Principle:Lucidrains X transformers Iterative Masked Generation
Metadata
| Field | Value |
|---|---|
| Paper | Mask-Predict |
| Paper | MaskGIT |
| Repository | x-transformers |
| Domains | Deep_Learning, Generative_Models, Inference |
| Last Updated | 2026-02-08 18:00 GMT |
Overview
Iterative refinement generation strategy that produces sequences by progressively unmasking tokens from a fully masked initial sequence over multiple denoising steps.
Description
Unlike autoregressive generation (one token at a time, left to right), iterative masked generation starts from a fully masked sequence and refines it over T steps. At each step the algorithm:
- Predicts all masked positions by running the full sequence through the bidirectional model.
- Samples tokens using temperature-scaled probabilities, where the temperature is annealed from
start_temperaturedown toward 0 over the course of generation. - Computes confidence scores for each prediction — either
(1 - softmax(logits))gathered at the sampled token indices, or token critic output combined with Gumbel noise. - Keeps the k most confident predictions and re-masks the rest, where k increases each step according to the masking schedule.
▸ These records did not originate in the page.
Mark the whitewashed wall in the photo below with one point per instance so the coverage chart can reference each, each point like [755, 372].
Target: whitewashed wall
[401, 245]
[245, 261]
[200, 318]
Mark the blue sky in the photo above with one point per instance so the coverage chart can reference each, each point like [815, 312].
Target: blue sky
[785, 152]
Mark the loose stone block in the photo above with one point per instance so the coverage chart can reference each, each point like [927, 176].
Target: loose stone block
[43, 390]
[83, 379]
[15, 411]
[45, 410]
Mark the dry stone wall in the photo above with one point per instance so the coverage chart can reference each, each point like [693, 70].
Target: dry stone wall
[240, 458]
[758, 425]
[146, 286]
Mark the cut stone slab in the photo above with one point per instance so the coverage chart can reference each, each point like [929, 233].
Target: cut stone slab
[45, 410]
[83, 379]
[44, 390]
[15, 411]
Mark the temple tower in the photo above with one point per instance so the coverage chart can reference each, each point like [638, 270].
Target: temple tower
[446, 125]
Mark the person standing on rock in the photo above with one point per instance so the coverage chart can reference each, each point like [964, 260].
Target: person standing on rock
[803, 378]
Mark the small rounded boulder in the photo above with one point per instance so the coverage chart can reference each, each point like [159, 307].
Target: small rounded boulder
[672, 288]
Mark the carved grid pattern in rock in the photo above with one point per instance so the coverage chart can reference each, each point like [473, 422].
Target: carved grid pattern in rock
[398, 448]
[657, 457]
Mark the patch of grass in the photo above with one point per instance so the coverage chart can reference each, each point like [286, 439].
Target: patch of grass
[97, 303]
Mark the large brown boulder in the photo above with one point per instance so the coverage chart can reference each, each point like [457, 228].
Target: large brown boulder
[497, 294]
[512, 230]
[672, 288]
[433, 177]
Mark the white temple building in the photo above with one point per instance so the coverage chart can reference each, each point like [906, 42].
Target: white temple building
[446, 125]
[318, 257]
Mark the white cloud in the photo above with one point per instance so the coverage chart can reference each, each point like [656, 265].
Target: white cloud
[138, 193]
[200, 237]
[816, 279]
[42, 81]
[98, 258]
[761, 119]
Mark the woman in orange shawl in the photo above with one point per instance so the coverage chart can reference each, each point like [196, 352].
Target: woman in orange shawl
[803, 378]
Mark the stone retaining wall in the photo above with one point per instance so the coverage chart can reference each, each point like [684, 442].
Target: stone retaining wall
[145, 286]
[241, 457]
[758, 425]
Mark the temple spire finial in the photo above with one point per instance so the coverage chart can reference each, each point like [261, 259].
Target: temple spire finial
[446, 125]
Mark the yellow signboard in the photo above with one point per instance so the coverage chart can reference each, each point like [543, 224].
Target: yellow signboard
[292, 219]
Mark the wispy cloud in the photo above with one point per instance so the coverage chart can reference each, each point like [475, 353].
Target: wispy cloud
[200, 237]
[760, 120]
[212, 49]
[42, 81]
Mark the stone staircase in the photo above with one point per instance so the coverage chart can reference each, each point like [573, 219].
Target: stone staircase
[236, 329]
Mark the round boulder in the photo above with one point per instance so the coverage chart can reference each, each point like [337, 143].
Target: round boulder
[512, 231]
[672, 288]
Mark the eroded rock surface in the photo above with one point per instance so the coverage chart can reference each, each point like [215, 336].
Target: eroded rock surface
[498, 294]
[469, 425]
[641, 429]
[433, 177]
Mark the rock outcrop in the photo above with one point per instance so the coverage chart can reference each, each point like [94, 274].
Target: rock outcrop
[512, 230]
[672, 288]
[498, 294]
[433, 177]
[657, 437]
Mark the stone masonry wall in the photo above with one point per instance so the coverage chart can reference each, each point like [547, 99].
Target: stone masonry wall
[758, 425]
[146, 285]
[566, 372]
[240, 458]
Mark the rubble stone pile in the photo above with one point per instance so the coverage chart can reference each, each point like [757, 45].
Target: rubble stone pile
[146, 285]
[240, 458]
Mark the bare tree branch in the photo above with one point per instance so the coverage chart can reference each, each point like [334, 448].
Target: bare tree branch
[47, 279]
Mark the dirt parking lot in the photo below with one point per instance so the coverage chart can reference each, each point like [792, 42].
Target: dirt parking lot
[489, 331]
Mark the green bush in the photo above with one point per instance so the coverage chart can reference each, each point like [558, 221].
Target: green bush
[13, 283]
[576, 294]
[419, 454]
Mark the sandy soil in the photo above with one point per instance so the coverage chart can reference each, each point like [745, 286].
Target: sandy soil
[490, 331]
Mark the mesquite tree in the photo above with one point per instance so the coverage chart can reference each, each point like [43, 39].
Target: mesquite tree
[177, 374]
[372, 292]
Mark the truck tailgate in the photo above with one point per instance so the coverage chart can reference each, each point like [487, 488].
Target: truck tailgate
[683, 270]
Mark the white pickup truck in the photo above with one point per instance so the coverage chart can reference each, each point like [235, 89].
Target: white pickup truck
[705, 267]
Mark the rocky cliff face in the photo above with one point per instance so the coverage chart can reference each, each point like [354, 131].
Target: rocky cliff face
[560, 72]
This enables parallel prediction at each step, making it significantly faster than autoregressive generation for fixed-length sequences. An optional token critic provides better confidence estimates than raw logit probabilities, leading to higher quality generations.
The method also supports self-conditioning, where the model's embeddings from the previous step are fed back as an additive conditioning signal, and the option to prevent re-masking of previously unmasked positions (controlled by the can_mask_prev_unmasked flag).
Usage
Use for generating fixed-length discrete sequences where speed is important. Typical settings use steps=18 which is sufficient for good quality. Higher start_temperature values increase diversity in the generated outputs:
# Generate a batch of sequences
generated = model.generate(batch_size=16, start_temperature=1.0)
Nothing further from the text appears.